Living in the residence halls has always been a mixed bag for those who have experienced it. Some love it, some hate it and most are excited to live off campus at the end of the year.
In past years, there’s been criticism about housing here at Chico State, whether it be about the alcohol policy or the check-in system. The halls have done many things well but have had many areas they could improve.
Over the summer, Chico State’s University Housing and Food Services got a new Executive Director, Abeer Mustafa. Over the past 4 months, she has made some notable changes to the way the university’s housing operates in an apparent attempt to make her mark on the housing system.
One of the most notable changes was moving in. In years prior move-in took several days with a portion of the new residents moving in every day of the week. This year they all moved in on a single day. It was an incredibly big move putting a lot of stress upon resident advisors and the residence hall’s professional staff alike, but overall the change was successful.
About 2,000 students moved into the residence halls in one day, which allowed students to bond in a way they couldn’t when moving in on separate days. While the separation a staggered move-in caused in the past was eventually alleviated through time, the single move-in day was worth it.
The decision to move in on the same day will continue to help residents be on the same page and have equal footing.
Another improvement for students living in the residence halls is that they are now allowed to print in any community rather than just the one they live in. How this wasn’t a policy, to begin with, seems ridiculous as it shouldn’t make any difference which resource the residents use since they are paying for it all the same. Now, if the printer in Sutter Hall is down, a resident can head over to any other community and not worry about paying to print.
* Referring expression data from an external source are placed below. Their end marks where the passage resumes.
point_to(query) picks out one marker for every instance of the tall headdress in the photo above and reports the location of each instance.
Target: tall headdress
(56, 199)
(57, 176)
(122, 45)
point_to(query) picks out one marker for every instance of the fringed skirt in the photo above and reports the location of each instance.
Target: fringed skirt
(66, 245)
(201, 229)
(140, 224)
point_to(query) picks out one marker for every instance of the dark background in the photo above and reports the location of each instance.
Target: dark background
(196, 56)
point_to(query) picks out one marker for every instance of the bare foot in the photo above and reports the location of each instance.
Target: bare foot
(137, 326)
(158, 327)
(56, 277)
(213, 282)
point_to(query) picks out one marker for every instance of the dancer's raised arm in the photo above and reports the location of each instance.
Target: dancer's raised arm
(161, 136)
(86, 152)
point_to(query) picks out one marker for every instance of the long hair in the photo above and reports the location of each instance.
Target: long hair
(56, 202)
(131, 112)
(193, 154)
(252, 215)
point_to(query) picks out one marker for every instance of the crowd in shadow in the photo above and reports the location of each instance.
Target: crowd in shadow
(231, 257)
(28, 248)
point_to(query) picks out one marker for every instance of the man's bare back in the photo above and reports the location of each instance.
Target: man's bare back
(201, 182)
One of the best changes brought about by the new director is the new use of the University Housing Utility Building. The UHUB is the small building that shares the plaza with Whitney and Sutter halls.
Before this year, the building was used for staff and Prime Time Production events. Now, it is filled with lounge chairs, tables and is used as an open hangout spot for residents. ‘The Hub’ as it is now called provides planned programming as well as a location for residents to spend time together.
This provides an awesome central location for the first-years to gather together on weekends. It’s another alternative young adults have instead of partying. The university’s recent efforts to lessen the party scene at Chico State have been somewhat effective but they are geared more toward long-term changes in the Chico party culture.
These changes in policy are very welcome in the residence halls, especially considering the stagnant progress toward lessening party culture in previous years.
And while many of the new residents might not realize that they are receiving a significantly different experience from students in the past, the positive changes being made to improve the residence halls, in the long run, are encouraging.